Le tecnologie sono soprattutto un contesto. Un design. Proprio per questo ogni tecnologia porta in sé una precisa riconfigurazione del legame sociale.
Renderla esplicita e, al contempo, affrontarla è un compito a cui il Terzo settore avanzato non può sottrarsi.

Terzo settore all’avanguardia: il call for action in 10 punti
1)Gli sviluppatori di software, algoritmi, AI sono chiamati a definire, chiarire, dichiarare senza ambiguità la propria visione dell’uomo e la sua centralità rispetto alla “macchina”.
2)Sviluppatori di software, algoritmi, AI sono chiamati a interessarsi alle implicazioni etico-morali derivanti dal loro uso o abuso, tenendo conto in fase di programmazione e progettazioni di queste possibilità.
3)Tutti i sistemi di AI devono essere progettati e condotti a operare in maniera compatibile con i valori della dignità, del rispetto e della libertà umana.
4)I sistemi di AI dovrebbero essere progettati in modo tale che i loro obiettivi e comportamenti si allineino con i valori umani di dignità, libertà e rispetto durante tutto il loro funzionamento.
5)I sistemi di AI devono orientarsi alla massima condivisione di conoscenza, benefici e empowermentdel maggior numero di persone possibile.
6)Il tema della redistribuzione del lavoro deve essere da subito al centro dell’azione del Terzo Settore.
7)Istituzioni pubbliche, imprese for e non profit, consapevoli dell’inevitabile ricaduta collettiva delle loro scelte di campo su AI, Big Data e algoritmi, sono chiamati a dotarsi di criteri di controllo umano preventivo e permanente sugli effetti delle loro scelte.
8)Imprese for e non profit si impegnano fin da ora a adottare, e il legislatore si impegna a introdurre ex lege, ambiti che non possono essere delegati alle scelte autonome e deresponsabilizzanti dell’AI,quando queste scelte impattano sui fondamenti della vita umana (sospendere le cure a un malato; licenziare o assumere una persona, etc).
9)Il potere decisionale, pubblico e privato, conferito a sistemi di IA altamente avanzati anche nell’ambito del Terzo settore dovrebbe rispettare e migliorare, piuttosto che sovvertire, i processi sociali e civici da cui dipende la salute della società.Nel contesto sanitario va tutelata la qualità della relazione umana che non può, né deve, in alcun modo essere sostituita o trovare supplenza in dispositivi algoritmici o di AI mediati da schermi o robot.​
10)Istituzioni e soggettività for e non profit si devono dotare di una figura interna di controllo (ethical manager) e di un’autorità esterna di vigilanza che vigili sul loro utilizzo e sulle scelte delegate ai sistemi di AI.
Si tratta dunque di una sorta di codice deontologico che potrebbe apportare benefici per quel che concerne i diversi ambiti in cui si trova ad operare il Terzo settore, nel rispetto della dignità umana e all’insegna dell’inclusione sociale, ridisegnando scenari diversi, migliorati certamente per l’utilizzo della tecnologia, ma rimodellati a seconda dei settori di azione in cui ogni associazione, cooperativa, enti privati, onlus vadano ad operare ed interagire, sia a contatto con il pubblico (front office/out bound) sia nel contesto propriamente lavorativo nell’organizzazione del proprio personale (back office/in bound).
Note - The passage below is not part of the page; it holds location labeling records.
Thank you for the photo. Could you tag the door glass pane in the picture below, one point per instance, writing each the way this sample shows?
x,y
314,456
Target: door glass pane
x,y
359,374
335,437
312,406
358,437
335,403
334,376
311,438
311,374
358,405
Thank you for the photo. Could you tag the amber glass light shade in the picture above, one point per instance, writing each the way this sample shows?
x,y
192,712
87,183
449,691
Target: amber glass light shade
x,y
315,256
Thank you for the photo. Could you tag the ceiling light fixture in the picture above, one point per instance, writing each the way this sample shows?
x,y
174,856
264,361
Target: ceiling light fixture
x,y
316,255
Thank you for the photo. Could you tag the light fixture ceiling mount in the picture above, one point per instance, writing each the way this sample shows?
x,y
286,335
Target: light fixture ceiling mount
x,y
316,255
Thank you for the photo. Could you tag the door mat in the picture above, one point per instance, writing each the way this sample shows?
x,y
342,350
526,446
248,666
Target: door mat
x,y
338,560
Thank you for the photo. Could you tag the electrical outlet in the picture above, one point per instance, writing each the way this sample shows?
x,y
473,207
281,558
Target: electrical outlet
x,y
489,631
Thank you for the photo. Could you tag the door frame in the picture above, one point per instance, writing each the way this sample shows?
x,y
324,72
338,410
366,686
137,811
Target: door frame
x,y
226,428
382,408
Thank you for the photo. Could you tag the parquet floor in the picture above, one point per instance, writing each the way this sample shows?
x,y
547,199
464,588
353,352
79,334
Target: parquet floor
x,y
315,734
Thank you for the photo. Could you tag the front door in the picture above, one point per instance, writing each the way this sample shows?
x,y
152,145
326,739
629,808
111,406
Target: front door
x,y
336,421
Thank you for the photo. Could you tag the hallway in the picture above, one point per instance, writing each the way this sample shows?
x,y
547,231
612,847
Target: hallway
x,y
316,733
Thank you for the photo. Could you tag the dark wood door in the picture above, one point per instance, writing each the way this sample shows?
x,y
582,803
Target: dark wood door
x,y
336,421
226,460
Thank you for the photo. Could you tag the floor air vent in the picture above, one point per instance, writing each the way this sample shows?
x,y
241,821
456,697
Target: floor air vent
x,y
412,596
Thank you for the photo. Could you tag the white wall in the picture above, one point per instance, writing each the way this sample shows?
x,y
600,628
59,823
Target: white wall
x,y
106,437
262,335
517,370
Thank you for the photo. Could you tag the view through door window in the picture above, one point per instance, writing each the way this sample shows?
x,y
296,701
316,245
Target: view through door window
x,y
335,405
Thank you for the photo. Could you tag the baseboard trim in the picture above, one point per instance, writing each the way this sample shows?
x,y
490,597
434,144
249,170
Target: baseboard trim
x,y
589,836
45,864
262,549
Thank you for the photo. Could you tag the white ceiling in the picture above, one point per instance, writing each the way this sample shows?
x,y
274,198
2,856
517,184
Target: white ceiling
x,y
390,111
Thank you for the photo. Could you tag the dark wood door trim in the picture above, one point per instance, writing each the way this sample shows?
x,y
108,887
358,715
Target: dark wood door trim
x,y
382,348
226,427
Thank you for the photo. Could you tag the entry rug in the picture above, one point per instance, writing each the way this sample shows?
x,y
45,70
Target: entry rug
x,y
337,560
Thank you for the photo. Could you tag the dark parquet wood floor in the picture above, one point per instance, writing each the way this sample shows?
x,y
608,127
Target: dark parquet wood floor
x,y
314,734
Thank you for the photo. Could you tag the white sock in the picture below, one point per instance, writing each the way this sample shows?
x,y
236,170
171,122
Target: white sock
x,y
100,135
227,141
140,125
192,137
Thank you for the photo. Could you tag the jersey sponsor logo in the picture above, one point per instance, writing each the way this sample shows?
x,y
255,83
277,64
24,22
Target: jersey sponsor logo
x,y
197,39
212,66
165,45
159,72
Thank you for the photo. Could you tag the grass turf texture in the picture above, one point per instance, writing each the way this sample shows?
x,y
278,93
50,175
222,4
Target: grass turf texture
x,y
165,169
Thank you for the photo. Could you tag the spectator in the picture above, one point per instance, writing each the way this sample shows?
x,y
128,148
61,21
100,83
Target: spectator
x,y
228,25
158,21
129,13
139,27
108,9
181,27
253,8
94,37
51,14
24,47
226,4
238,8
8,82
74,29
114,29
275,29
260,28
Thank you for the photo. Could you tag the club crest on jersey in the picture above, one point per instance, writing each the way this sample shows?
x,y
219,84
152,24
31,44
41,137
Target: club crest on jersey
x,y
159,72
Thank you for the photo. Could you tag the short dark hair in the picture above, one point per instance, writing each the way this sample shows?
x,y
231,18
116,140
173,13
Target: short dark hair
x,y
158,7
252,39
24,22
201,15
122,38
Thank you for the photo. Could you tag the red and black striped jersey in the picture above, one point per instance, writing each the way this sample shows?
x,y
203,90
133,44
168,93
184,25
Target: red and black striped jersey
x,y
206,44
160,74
E’ cosa buona e giusta ristabilire ruoli e priorità restituendoli alle persone.
L’uomo al centro dunque, così come le sue priorità e necessità, ma anche le proprie responsabilità nella gestione di mansioni, processi decisionali, azioni, ruoli che non possono essere demandati all’Intelligenza Artificiale, ma competono l’agire umano.